Both contribute to financial well-being, a topic of increasing interest among consumers, Patenaude believes. The Ivy Bank app allows customers to view their spending by category, set budgets and view all of their bank accounts — including those held in other institutions — on a simple dashboard.
JP Morgan Chase's Finn (in the U.K.)
Finn — the digital bank spinoff from Chase —?might have crashed and burned in the U.S. But it's making waves across the pond.
In less than a year, U.K. Chase attracted roughly half a million banking customers. It also boasts over $10 billion in deposits and has processed 20 million payments.
“We have been watching in which markets customers are really ready to do their banking primarily through digital channels,” Sanoke Viswanathan, Chief Executive Officer of the U.K. Chase brand told Reuters. “The U.K. frankly leads the way in this respect.” 9
“The market structure in the U.K. is such that you have to generate economies of scale; there are profits to be made but if you are subscale or have a high-cost infrastructure, you’re not going to make it work,” Viswanathan said. 9
Goldman Sachs' Marcus
Goldman Sachs' Marcus brand was introduced in 2016, with both no-fee personal loans and high-yield FDIC-insured online savings.
Both of these products leveraged established customer bases, such as a deposit platform acquired from GE Capital.
Combined with the relationships built through the introduction of the Apple Card in 2019, the Marcus brand currently serves more than 13 million customers (up from less than ten million in the fourth quarter 2021) with an array of personal finance and investment tools available through a smartphone app.

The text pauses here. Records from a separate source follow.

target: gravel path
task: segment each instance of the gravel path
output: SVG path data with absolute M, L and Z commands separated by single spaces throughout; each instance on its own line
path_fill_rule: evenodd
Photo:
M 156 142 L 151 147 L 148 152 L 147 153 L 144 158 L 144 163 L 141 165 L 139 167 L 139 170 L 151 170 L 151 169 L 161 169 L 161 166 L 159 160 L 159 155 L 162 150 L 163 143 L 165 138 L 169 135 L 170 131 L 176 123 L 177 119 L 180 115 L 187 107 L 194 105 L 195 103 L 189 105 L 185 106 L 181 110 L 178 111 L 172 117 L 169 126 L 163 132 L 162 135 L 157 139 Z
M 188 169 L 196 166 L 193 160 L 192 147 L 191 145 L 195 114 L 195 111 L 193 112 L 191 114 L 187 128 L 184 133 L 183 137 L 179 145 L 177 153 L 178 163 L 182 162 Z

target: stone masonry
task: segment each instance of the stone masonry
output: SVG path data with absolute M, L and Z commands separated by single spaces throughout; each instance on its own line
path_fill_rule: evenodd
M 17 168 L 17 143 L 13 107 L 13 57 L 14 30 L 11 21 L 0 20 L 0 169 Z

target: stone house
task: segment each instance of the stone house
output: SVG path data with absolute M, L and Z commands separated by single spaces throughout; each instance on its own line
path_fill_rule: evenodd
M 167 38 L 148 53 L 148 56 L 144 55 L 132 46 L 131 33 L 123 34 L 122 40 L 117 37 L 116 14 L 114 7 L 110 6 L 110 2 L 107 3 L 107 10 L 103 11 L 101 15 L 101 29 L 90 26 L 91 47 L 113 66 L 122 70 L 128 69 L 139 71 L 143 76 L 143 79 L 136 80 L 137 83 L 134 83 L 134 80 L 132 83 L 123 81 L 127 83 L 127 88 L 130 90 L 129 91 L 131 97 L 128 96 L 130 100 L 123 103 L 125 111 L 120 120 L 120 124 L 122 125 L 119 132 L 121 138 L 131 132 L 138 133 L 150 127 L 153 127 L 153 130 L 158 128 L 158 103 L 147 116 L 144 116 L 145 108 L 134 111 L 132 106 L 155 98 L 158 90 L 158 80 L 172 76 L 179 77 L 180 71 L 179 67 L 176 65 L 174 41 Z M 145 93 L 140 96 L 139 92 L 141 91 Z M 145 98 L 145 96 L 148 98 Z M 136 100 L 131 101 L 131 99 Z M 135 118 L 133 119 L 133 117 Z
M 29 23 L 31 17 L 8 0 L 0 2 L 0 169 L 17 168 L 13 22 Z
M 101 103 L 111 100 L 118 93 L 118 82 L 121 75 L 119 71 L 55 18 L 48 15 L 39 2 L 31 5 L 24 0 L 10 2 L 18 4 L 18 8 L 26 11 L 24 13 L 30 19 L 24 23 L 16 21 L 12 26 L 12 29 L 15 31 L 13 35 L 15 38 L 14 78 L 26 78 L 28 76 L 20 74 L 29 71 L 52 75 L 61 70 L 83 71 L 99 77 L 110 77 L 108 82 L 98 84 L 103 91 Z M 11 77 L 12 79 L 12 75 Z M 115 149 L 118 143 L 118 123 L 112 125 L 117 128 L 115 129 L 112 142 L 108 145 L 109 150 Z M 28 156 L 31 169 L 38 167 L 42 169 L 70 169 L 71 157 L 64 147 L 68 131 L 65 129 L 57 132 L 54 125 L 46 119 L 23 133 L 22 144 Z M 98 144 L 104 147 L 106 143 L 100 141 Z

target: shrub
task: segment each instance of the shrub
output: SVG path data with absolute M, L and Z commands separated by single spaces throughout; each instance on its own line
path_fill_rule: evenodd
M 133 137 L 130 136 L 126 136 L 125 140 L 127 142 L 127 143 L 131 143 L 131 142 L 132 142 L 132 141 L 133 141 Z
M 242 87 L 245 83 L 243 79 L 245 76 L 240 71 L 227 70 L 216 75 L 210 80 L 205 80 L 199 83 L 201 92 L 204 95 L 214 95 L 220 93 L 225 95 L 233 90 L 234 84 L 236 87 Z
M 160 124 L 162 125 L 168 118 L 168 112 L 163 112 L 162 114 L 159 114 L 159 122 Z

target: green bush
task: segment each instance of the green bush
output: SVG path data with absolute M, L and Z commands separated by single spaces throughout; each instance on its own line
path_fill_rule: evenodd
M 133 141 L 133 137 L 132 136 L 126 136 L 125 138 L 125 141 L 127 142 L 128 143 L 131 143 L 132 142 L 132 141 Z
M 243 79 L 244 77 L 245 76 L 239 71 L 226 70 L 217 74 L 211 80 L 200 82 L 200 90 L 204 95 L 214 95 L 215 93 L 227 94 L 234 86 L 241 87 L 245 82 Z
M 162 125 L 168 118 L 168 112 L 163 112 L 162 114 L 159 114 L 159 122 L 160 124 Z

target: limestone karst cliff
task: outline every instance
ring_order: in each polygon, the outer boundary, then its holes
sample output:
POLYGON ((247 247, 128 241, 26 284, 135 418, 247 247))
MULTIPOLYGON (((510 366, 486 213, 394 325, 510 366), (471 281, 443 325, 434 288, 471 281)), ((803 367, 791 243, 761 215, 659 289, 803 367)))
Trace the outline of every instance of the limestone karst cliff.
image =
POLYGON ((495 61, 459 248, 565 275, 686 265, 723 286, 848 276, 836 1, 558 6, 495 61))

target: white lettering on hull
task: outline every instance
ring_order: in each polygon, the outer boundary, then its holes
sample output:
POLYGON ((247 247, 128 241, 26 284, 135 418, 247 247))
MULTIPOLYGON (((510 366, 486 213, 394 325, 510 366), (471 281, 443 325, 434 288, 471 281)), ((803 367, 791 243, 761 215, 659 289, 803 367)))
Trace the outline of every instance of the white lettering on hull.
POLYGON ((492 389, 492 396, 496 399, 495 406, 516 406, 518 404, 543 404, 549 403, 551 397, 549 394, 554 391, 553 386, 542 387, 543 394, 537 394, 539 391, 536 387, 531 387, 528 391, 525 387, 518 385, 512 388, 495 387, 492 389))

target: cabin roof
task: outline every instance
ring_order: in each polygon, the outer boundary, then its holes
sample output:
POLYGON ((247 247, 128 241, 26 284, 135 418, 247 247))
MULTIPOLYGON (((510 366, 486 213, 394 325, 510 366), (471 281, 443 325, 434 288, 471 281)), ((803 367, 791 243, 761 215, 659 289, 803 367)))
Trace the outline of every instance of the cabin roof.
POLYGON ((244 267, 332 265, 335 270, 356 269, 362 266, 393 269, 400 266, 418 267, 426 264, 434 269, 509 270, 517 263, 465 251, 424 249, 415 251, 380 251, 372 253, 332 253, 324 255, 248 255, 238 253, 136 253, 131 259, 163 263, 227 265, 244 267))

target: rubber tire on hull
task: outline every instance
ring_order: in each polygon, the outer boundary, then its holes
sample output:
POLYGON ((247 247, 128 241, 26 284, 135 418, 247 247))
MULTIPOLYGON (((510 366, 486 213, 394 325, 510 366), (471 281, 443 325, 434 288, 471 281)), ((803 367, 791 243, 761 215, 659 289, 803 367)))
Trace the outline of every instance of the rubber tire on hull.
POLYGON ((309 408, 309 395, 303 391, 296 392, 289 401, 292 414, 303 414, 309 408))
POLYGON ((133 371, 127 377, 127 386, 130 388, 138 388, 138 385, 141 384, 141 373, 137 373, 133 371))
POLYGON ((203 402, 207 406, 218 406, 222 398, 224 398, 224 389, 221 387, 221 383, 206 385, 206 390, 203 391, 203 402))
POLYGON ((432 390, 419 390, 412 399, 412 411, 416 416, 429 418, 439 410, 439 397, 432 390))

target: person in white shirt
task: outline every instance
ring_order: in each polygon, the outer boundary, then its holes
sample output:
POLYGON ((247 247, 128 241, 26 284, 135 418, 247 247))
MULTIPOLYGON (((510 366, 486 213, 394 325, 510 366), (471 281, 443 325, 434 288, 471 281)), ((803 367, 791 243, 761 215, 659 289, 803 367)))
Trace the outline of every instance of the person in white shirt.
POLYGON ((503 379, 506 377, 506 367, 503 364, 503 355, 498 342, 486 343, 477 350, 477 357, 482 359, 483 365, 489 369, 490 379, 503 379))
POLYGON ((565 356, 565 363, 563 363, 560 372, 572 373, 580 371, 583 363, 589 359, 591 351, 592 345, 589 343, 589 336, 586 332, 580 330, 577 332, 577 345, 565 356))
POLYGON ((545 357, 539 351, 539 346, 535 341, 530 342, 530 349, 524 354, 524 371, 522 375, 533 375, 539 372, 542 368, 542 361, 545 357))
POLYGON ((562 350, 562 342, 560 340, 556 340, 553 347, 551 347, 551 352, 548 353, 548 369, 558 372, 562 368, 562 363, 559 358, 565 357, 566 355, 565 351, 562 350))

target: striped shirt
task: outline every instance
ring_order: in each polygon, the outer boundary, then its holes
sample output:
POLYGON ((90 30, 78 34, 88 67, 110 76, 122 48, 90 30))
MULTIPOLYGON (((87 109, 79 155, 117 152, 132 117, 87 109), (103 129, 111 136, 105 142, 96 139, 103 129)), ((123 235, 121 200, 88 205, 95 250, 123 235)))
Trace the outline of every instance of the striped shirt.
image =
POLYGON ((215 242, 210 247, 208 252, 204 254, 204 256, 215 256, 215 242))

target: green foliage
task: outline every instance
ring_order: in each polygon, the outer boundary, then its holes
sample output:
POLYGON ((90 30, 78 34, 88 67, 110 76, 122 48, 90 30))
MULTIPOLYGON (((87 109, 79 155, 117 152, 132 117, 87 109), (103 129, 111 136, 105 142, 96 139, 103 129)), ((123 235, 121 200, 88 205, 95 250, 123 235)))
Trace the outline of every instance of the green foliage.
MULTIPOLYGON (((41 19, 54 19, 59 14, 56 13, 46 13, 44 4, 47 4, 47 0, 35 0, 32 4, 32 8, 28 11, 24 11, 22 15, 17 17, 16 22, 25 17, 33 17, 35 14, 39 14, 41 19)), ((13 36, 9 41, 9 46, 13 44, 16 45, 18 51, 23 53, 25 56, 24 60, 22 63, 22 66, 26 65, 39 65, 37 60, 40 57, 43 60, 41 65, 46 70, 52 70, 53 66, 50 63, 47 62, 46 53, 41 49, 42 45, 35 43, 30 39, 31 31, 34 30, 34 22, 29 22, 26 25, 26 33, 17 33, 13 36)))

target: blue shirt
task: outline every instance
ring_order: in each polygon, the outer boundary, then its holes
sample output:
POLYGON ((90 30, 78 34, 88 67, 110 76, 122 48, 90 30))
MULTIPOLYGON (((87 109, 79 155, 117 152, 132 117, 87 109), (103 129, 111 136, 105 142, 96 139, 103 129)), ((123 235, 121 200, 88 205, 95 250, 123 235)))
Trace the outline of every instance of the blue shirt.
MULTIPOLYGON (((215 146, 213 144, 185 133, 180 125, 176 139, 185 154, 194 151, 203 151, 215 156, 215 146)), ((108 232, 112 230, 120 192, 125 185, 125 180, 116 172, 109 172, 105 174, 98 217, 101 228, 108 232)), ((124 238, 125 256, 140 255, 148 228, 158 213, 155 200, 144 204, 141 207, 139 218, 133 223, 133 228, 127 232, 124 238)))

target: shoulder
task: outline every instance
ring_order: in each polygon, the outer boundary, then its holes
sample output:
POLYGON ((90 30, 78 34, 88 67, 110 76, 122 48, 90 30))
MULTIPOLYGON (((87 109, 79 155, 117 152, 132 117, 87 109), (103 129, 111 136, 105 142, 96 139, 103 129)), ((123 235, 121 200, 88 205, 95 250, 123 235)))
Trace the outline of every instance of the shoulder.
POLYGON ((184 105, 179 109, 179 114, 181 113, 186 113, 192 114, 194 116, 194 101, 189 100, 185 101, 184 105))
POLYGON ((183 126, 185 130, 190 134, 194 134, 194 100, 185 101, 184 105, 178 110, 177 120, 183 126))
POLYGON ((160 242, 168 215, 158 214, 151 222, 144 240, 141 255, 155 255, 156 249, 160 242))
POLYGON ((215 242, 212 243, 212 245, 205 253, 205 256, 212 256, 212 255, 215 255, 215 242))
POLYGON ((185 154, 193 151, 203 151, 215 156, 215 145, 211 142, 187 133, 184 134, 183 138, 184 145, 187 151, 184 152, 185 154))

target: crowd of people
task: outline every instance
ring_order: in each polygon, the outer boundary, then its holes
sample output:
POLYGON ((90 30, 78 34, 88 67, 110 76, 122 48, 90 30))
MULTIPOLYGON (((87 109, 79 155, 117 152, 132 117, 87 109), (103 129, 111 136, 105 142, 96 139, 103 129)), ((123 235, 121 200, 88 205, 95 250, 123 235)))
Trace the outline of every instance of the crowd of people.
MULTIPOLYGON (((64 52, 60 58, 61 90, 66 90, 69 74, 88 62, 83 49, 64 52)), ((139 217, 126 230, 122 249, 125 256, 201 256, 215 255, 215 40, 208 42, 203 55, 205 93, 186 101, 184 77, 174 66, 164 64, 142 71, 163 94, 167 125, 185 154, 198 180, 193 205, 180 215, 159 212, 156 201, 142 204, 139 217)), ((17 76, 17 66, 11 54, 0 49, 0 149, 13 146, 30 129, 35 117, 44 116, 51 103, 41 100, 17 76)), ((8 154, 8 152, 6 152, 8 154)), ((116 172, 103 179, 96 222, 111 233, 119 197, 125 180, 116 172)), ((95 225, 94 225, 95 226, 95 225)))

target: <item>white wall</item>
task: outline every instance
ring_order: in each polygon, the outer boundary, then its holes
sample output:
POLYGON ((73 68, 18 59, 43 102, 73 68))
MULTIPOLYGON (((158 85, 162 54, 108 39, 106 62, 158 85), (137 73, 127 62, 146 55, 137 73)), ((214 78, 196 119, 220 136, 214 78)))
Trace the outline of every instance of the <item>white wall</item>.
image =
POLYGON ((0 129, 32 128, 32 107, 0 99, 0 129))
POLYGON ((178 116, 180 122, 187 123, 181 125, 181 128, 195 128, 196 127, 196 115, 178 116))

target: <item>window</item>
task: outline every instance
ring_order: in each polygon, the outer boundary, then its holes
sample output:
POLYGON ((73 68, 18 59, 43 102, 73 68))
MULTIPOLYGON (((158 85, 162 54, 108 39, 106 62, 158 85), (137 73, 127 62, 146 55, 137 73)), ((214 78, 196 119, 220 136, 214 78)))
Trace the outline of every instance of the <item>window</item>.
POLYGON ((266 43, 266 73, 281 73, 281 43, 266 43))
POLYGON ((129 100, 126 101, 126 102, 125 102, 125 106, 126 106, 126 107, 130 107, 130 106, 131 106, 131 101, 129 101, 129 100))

"We have several products, but we are shooting for the experience of our customers to be an integrated end-to-end experience on our website and on our app seamlessly across products," Swati Bhatia told Jim Marous.
Other banks too have launched their own digital banks, which financial institutions can look to for ideas and inspiration: National Bank of Omaha's FNBO Direct, River Valley Bank's IncredibleBank, Texas National Bank's Bankers Lender, First Horizon Bank's Virtual Bank and Central Pacific Financial Corp's Swell.